According to employment-specialists site Glassdoor.com, the average part-time job in America pays $22,477 per year. The average cost of tuition and fees for 2019-20 school year at a four-year private college is $41,000, according to U.S. News, while public universities charge in-state students about $11,000 and out-of-state students $27,000. Asbury’s costs currently sits around $31,000 a year.

From a purely numerical standpoint, if students aren’t able to work their way to a fully-paid college education, what are we supposed to do? And how on earth did it become acceptable to go in debt five or six figures deep?

The standard these days is that you need at least a bachelor’s degree to get hired for any job paying more than minimum wage. So we’ll assume that no matter how overpriced higher education is, we still need to attend college. 

Historically, the idea that one can spend money she doesn’t actually have brings with it a higher standard of living. According to americanhistoryusa.com, while credit has historically allowed card users to live beyond their means, it is also accompanied by lower retirement savings, a greater percentage of future paychecks going to debt service, vulnerability to large and unexpected expenses (like health care, housing and college), and a generally reduced level of freedom that comes with any kind of consumer debt. Site creator and historian Dan Bryan writes that despite these and other downsides, the credit card industry continues to flourish. Sophisticated advertising campaigns actually have spurred on a cultural revolution that encourages the mentality that the luxury standard of living is worth greater debt.
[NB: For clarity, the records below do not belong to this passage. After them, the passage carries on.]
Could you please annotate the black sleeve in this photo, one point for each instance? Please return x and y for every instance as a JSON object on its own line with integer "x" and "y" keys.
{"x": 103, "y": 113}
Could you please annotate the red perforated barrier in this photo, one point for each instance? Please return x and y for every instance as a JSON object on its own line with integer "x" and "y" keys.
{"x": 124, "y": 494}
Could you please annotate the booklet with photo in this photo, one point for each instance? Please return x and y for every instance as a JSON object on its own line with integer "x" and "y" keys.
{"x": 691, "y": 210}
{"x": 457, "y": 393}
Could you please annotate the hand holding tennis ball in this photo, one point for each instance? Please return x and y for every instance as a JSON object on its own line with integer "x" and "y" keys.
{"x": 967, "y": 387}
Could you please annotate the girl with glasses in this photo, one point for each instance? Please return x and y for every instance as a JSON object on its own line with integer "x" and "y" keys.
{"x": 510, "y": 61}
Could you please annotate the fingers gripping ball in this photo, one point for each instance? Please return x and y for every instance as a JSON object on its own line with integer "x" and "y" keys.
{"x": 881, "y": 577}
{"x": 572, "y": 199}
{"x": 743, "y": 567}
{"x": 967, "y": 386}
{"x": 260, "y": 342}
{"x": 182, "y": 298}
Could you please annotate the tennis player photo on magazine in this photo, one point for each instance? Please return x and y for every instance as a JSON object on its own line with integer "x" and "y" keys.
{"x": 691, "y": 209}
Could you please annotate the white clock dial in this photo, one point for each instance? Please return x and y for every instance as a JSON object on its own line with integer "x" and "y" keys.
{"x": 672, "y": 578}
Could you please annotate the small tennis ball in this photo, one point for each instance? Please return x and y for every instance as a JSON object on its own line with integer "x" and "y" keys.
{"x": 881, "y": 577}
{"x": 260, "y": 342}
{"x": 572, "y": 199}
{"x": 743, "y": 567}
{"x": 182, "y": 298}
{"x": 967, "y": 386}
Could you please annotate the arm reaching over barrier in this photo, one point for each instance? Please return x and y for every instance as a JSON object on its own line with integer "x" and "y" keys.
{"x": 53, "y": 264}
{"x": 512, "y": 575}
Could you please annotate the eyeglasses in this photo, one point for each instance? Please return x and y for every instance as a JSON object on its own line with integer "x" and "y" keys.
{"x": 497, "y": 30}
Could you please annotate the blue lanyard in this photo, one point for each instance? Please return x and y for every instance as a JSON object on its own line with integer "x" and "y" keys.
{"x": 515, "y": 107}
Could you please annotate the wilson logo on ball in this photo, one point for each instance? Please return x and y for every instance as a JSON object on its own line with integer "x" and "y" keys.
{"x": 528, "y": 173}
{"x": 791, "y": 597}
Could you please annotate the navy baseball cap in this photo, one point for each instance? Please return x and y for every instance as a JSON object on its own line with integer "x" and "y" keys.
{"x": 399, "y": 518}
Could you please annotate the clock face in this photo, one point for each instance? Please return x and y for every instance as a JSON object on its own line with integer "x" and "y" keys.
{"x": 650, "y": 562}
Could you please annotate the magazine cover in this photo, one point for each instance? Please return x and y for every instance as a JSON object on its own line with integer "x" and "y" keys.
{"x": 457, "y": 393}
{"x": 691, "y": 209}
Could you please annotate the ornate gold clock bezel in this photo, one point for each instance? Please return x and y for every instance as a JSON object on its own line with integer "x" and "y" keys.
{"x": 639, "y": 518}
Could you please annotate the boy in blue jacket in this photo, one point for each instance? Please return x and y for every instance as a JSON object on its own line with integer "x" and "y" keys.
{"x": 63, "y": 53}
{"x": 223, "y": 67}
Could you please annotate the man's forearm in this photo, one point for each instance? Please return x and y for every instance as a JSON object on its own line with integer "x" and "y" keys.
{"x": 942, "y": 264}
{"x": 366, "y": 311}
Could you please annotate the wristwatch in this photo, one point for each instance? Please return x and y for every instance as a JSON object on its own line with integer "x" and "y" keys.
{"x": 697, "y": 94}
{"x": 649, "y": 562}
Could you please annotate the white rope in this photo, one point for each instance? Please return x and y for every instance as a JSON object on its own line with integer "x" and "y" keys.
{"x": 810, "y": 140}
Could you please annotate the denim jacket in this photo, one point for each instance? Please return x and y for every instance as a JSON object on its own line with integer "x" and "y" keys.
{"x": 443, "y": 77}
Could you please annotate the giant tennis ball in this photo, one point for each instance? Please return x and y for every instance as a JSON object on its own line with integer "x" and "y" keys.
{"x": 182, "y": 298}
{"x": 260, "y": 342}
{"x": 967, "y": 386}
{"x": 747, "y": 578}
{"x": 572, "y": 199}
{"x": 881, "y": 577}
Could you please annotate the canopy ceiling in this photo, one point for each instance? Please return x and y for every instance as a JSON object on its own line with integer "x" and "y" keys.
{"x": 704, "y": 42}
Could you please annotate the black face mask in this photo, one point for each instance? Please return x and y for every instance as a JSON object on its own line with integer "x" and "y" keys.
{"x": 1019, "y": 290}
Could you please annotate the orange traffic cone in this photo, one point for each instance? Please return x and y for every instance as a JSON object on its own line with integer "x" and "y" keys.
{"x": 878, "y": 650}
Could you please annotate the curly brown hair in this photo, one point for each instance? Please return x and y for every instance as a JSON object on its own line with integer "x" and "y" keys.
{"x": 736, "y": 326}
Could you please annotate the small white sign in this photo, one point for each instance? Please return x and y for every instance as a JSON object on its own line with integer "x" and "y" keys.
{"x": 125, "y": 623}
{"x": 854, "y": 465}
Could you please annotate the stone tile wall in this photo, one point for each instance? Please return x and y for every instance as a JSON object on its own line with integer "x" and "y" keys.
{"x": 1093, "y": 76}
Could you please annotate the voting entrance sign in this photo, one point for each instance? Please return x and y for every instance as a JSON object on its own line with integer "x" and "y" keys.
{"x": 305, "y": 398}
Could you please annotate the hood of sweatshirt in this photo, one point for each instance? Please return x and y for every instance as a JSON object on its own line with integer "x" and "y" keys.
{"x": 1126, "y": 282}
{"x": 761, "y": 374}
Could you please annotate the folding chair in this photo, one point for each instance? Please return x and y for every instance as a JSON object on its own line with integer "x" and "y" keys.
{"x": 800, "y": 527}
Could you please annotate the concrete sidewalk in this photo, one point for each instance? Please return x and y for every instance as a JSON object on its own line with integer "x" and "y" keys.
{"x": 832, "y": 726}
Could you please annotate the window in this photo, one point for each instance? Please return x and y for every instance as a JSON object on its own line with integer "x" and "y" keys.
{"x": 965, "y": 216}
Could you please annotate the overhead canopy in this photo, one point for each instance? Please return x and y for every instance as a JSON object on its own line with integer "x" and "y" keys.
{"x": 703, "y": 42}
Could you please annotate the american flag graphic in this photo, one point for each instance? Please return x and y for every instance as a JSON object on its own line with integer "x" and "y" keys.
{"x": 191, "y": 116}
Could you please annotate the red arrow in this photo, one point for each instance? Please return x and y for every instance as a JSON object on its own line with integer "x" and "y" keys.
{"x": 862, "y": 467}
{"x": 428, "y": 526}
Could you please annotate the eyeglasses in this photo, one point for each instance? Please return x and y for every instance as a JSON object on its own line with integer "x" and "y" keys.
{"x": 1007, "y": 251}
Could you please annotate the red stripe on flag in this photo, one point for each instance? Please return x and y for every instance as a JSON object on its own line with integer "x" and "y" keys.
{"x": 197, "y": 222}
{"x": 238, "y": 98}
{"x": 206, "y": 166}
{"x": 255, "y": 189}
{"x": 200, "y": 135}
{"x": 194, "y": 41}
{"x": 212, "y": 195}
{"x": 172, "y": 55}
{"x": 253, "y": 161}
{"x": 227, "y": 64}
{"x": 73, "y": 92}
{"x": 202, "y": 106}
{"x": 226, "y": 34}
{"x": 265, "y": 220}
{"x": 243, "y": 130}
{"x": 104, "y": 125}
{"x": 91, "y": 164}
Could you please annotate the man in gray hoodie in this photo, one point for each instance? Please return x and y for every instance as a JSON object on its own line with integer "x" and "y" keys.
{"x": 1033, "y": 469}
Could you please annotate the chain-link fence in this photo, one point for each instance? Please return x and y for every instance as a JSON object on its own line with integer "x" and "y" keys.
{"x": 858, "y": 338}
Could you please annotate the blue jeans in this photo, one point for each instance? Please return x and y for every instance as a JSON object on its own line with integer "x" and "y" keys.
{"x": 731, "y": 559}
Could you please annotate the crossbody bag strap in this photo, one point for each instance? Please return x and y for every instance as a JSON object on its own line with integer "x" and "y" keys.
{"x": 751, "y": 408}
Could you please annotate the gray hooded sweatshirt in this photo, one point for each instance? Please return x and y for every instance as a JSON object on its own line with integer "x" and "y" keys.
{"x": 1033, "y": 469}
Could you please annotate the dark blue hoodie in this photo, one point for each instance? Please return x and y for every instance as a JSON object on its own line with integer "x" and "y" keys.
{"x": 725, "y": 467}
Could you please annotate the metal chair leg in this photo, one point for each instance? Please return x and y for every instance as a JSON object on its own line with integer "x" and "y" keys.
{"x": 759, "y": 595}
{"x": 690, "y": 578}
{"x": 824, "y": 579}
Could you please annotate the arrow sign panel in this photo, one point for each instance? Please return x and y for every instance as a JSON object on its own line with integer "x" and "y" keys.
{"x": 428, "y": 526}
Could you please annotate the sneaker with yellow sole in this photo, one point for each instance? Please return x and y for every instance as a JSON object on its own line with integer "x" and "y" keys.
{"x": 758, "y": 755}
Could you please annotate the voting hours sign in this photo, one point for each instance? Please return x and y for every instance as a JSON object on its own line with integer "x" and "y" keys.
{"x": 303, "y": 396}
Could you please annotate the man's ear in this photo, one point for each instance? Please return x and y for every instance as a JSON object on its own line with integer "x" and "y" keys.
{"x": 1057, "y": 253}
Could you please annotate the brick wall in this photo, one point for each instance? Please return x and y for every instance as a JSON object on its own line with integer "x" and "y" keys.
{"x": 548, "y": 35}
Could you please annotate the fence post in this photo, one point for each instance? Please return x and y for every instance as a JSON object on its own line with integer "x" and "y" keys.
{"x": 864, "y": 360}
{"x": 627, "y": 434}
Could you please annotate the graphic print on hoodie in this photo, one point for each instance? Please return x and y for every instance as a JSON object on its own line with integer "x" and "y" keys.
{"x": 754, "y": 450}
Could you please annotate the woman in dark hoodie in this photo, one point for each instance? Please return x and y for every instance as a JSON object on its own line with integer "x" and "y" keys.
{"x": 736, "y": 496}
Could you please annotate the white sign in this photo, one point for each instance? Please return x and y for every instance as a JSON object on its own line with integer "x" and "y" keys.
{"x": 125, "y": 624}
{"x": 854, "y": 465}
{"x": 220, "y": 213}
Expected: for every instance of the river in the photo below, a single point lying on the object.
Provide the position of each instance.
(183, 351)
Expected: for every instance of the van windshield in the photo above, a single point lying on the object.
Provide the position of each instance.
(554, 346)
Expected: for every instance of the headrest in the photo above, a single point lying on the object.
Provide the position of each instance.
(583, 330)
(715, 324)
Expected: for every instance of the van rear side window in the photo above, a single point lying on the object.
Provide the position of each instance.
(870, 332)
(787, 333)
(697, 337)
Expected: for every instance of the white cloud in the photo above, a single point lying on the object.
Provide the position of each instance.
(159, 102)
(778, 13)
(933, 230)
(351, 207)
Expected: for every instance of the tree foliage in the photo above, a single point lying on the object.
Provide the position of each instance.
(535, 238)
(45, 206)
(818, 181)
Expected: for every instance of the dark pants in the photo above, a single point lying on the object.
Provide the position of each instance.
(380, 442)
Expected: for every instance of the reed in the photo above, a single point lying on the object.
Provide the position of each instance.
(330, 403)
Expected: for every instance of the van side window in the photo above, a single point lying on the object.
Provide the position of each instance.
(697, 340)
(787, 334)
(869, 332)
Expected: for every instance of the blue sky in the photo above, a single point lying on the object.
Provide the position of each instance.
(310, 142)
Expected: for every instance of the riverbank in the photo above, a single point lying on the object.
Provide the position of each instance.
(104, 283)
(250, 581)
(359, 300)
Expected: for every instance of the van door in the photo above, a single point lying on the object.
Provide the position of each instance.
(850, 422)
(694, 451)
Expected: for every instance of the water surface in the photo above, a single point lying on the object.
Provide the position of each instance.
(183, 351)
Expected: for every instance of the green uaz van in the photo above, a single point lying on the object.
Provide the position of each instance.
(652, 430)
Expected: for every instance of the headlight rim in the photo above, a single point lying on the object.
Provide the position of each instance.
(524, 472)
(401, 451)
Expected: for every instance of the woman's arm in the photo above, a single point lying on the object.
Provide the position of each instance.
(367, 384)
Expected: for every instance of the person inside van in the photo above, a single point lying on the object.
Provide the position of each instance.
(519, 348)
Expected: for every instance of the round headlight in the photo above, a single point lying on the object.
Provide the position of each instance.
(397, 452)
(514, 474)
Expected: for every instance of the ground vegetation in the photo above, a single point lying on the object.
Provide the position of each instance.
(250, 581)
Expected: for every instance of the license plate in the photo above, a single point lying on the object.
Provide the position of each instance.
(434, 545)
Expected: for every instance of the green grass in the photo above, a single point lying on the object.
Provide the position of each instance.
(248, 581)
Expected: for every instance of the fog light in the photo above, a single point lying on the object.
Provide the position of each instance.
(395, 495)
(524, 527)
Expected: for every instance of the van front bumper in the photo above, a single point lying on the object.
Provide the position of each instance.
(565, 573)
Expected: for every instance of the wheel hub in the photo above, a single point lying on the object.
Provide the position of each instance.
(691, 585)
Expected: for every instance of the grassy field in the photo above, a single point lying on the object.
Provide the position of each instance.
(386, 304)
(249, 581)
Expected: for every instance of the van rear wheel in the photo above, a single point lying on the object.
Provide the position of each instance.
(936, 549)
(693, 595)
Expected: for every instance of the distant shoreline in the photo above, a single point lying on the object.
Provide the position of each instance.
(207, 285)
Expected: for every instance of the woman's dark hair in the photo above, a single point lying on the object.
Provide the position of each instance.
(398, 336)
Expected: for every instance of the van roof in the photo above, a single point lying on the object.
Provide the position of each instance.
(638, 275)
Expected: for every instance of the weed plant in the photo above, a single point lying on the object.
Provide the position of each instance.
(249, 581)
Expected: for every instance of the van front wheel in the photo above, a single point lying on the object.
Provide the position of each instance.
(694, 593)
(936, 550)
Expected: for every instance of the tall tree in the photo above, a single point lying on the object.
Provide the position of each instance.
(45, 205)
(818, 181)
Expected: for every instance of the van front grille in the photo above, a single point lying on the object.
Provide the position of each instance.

But what are Christians supposed to think about this? The Bible never promises an easy life of luxury, but it’s not a sin to desire a healthy standard of living. 1 Timothy 6:10 says, “The love of money is the root of all evil.” Verses 17 and 18 then instruct the rich not to be arrogant or put their hope in wealth, which is so uncertain, but to trust God, be rich in good deeds, generous and willing to share. Basically, don’t get distracted by earthly standards of living.

Additionally, Proverbs 22:26-27 says, “Do not be the one who shakes hands in pledge or puts up security for debts; if you lack the means to pay, your very bed will be snatched from under you.”

If Christians know debt is bad, what are we doing about it? In the early 1990s, after experiencing his own financial failures, Dave Ramsey launched his financial advice radio show and wrote “Financial Peace,” becoming one of the great finance advisors we know today. But in the same way that salvation shouldn’t be used as fire insurance, his curriculum shouldn’t be viewed as strictly useful for combating existing debt. Don’t wait until you’re financially unstable to figure out how to be stable. Other resources like Crown Financial Ministries exist to provide Christians with Bible-based approaches to managing their money.

From the position of college affordability, I had a hard time distinguishing policies of secular and Christian universities. I found work study options, fully-paid tuitions, generous scholarships and state exemptions that applied both in public and private colleges. I can’t help but be a bit baffled at the similarities in generosity, considering there should be marked differences that set Christians apart. Have our own institutions become exempt from the distinctions of Christ-like living? 

In Deuteronomy 15, God lays out laws for the Israelites in order to keep them from holding interest against one another and, in accordance with the Sabbath rest traditional, debts are canceled every seventh year. So are we supposed to go to Christian universities and demand they lower prices, or argue that they and the government forgive us all our debts? Of course not. Money doesn’t just go away. 

Romans 13:7 instructs Christians to pay people what you owe them, whether taxes or revenue or even respect. We have to learn financial responsibility, and sometimes this means being held accountable for spending the money we did not have in the first place. It does mean you should think long and hard before investing in future costs. 

Yes, to acquire normal things like an apartment you need a reputable credit score, which only accrues by having credit in the first place. According to the Washington Post’s finance columnist Michelle Singletary, the easiest way to build “safe” credit is with a secured credit card that sets your spending limit to the amount you deposit in a savings or checking account. 

Since credit is such an ingrained part of our culture, addressing it isn’t going to be a black and white three-step fix. We’re going to have to take each monetary decision as it comes and prayerfully trust God to provide (both wisdom for what to do and financially to pay the bills). At the heart of the issue, we need to remember that whenever we spend money, we are stewarding what God has entrusted to us. 

Ecclesiastes 5:4 says, “It is better not to make a vow than to make one and not fulfill it.” When you promise to pay something back, you are not only beholden to the lender, but to God, who has given you the resources in the first place. Don’t make promises – especially with your money – that you can’t keep.